# Segmentation

## What is segmentation?

In the case of images, as we will consider in this notebook, segmentation is the task of classifying every pixel as a member of a certain class.

![](images/segmentation.jpeg)

What you see above is called a segmentation map.

Segmentation can also be performed on other types of data such as video or text.

## Please note
Segmentation is not a solved problem. And we don't expect to achieve state of the art results in this notebook.
Instead in this notebook we'll just set up a CNN that trains, even if just a little, to show you how to hook things up from input to output for learning and inference.

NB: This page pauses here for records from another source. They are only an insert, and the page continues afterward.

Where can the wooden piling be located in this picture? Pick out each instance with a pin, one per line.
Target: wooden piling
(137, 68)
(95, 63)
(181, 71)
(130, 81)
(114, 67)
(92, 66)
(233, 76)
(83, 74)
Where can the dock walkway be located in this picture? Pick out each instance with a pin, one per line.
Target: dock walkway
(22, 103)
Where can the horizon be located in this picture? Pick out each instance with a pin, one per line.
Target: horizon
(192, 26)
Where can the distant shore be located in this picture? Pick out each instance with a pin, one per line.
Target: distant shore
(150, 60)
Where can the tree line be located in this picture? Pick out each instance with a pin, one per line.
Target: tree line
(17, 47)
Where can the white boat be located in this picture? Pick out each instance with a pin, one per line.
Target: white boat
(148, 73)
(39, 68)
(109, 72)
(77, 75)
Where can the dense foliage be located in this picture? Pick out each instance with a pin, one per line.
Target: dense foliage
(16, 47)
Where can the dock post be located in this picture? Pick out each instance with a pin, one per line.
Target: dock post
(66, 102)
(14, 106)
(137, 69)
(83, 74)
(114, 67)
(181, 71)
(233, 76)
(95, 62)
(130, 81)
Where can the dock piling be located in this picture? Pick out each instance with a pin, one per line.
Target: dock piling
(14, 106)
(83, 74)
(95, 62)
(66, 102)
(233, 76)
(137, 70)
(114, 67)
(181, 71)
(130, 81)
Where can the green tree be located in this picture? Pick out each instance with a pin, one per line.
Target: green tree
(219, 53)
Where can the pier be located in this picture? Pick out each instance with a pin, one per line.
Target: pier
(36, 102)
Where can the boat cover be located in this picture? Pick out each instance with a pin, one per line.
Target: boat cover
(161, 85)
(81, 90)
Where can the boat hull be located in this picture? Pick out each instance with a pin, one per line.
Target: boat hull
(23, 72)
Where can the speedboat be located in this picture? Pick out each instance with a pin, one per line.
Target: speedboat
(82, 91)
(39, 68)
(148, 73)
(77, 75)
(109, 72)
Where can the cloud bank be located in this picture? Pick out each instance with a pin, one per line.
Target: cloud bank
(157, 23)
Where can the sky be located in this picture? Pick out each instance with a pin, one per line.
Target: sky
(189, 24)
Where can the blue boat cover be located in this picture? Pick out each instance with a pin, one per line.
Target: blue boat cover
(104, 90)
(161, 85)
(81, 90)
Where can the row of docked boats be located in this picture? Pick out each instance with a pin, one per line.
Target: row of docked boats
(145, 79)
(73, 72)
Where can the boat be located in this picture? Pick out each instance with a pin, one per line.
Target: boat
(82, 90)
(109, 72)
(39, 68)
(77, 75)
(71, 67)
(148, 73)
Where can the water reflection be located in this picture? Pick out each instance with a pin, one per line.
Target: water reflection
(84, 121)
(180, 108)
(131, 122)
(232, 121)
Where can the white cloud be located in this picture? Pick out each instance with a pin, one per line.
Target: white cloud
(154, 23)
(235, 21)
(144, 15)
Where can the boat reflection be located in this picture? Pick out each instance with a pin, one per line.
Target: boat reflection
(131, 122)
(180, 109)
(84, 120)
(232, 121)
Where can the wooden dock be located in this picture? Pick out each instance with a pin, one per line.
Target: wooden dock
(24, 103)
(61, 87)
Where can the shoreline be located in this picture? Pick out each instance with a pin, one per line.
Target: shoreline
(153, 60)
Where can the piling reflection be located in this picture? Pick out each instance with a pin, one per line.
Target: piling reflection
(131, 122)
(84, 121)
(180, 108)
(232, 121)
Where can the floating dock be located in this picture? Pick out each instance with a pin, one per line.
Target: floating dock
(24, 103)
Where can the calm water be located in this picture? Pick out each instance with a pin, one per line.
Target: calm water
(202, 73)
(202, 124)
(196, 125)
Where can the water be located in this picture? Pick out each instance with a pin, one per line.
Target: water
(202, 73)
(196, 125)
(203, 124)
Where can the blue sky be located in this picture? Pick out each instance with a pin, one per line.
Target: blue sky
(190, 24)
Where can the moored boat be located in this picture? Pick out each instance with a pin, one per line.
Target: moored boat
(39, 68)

## Different types of segmentation

**Instance segmentation** is the task of distinguishing different instances of the same class type, as well as between other classes.

**Semantic segmentation** is the task of distinguishing between only different classes.

![](images/semantic_vs_instance.png)

## What does a segmentation dataset look like?

Let's read in a segmentation dataset called the PASCAL VOC segmentation dataset and look an example.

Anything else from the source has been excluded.